Court of Appeals Finds Failure to Object to Prosecutor’s Improper Summation Constituted Ineffective Assistance of Counsel

Posted by on April 4, 2012 in Blog

by
Jill Paperno,
Special Assistant Monroe County Public Defender

In a very important decision People v Fisher (2012 NY Slip Op 02416 [4/3/12]) the Court of Appeals, by a 6-1 vote, reversed convictions for various sex offenses and ordered a new trial upon a finding that the defendant’s trial attorney rendered ineffective assistance of counsel by failing to object to the prosecutor’s summation was egregiously improper and there was no evident strategic basis for counsel’s failure to object. The Court wrote that

Even when viewed in the “totality” of the representation provided defendant, defense counsel’s failure to object to any, let alone all, of the prosecutor’s egregiously improper departures during summation, particularly in the highly charged, potentially outcome determinative context in which they occurred, deprived defendant of the right to effective assistance of counsel (see People v Baldi, 54 NY2d 137, 146-147 [1981]). We see no strategic basis for counsel’s failure to object to these highly prejudicial instances of prosecutorial abuse, in critical respects utterly attenuated from the evidence and the applicable principles of law.

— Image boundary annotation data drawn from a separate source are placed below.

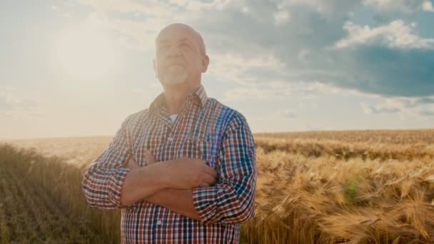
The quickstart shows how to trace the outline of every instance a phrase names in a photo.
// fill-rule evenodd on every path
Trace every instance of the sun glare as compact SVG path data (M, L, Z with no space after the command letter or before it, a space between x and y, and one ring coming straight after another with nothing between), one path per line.
M121 65L115 44L101 31L86 26L60 34L54 54L64 74L82 80L108 78Z

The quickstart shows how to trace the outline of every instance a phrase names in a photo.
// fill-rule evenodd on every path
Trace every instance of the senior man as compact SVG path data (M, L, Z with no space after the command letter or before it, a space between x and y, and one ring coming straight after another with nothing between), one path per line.
M121 209L122 243L236 243L253 217L256 149L246 118L208 98L201 35L173 24L156 39L163 86L86 172L87 202Z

This decision will have a huge impact for all of those who handle criminal trials, and especially those who try child sex offense cases. Often, the arguments made by the prosecution during summation are improper, but it is hard to articulate why, and object in time. In Fisher, a case won by Assistant Monroe County Public Defender Janet Somes, the Court provides some guidance. If you handle child sex offense cases you must read this decision. But until then, here are some quick highlights.

Commenting on Facts Not in Evidence

1. The prosecutor’s summation “improperly encouraged inferences of guilt based on facts not in evidence.” So be ready to object on those grounds. Specifically, the Court noted that

A. “(W)ithout record basis for referring to prior consistent statements by the complainants, no such statements having been admitted in evidence… the prosecutor bolstered her young witnesses’ credibility by describing in extended fashion the ‘long road’ they had traveled in advance of their trial appearances in the course of which ‘they said the exact same thing over and over and over again’ to the police, social workers, doctors and the Grand Jury.”

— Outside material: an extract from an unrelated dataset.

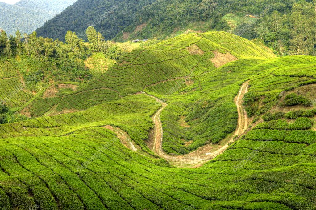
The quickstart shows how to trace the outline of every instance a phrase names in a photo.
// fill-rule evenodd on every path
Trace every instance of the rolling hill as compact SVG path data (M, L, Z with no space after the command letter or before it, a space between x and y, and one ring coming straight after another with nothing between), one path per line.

This is an argument you will hear time and again. Be ready to respond, and even cite this case during your objection.

B. “Continuing, the prosecutor, essentially testifying, improperly advised the jury that it could view evidence of the complainants’ contemporaneous misbehavior at school as proof that the crimes occurred.”

Minimizing the Benefit Conferred on an Informant

2. The Court finds the testimony of a jailhouse snitch “crucial to confirming the young children’s accounts”, and that the “(h)azard of an improperly founded, erroneous conviction was further heightened by the prosecutor’s less than frank minimization of the consideration (the informant) was to receive in exchange for his potentially pivotal testimony as to defendant’s jailhouse admissions…While it was literally true that the prosecutor, as she asserted in her summation, was not the Parole Board and did not ‘control what happen[ed] to (the informant),’ the none too subtle suggestion that the prosecutor’s letter to the Board on (the informant’s) behalf was merely a courtesy and conferred no real benefit to be weighed in assessing (the informant’s) credibility, was materially misleading; the prosecutor was plainly in a position, if not to control, at least to influence the outcome of (the informant’s) parole violation hearing.”

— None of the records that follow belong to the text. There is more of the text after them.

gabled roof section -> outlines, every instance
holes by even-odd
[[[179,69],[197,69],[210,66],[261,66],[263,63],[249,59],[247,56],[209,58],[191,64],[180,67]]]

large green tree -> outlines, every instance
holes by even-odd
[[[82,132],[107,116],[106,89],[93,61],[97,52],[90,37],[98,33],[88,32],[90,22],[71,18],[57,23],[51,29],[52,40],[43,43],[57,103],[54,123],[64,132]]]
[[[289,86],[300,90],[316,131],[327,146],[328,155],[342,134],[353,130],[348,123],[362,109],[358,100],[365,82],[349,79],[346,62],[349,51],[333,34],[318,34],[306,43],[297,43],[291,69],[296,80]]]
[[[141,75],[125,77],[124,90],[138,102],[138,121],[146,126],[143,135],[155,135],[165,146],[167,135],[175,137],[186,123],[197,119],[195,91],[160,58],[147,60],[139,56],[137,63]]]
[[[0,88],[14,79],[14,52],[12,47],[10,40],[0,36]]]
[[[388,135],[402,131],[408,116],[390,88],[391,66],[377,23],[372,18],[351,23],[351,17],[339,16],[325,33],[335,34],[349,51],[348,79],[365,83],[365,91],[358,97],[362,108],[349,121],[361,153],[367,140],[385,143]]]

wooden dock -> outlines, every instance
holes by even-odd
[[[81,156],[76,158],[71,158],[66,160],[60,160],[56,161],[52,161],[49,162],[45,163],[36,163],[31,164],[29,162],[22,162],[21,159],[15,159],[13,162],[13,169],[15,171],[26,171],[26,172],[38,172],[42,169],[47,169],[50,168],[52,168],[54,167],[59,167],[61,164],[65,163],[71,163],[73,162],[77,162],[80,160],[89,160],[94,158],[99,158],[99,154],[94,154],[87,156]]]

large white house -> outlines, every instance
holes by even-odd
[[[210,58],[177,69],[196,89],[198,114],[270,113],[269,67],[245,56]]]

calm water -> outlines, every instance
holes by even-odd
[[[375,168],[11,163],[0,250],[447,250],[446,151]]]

Inflaming the Passions of the Jury

3. And of course, the dramatic and improper exhortation that the jury think of the children – “Finally, in her peroration, the prosecutor exhorted, ‘[t]he voice of a child is evidence, the testimony of two children is evidence. The day that the voice of a child is not evidence is the day that those doors [the doors to the courtroom] should be locked forever.’ Obviously, it was not permissible for the prosecutor, an officer of the court, to admonish the jury that their acceptance of the testimony of the child witnesses was essential to the administration of justice.”

One of the reasons that this decision is so important is that these are not the isolated errors of a rogue prosecutor who no longer works for the DA’s Office. These are the types of arguments that are made every day and go without objection by defense counsel or without correction by the courts. This is one in a series of decisions issued by New York and federal courts criticizing the way prosecutors handle sex offense cases. Attorneys must keep objecting and making a record for appeal. Attorneys who don’t object, even after Fisher, risk being found to have been ineffective.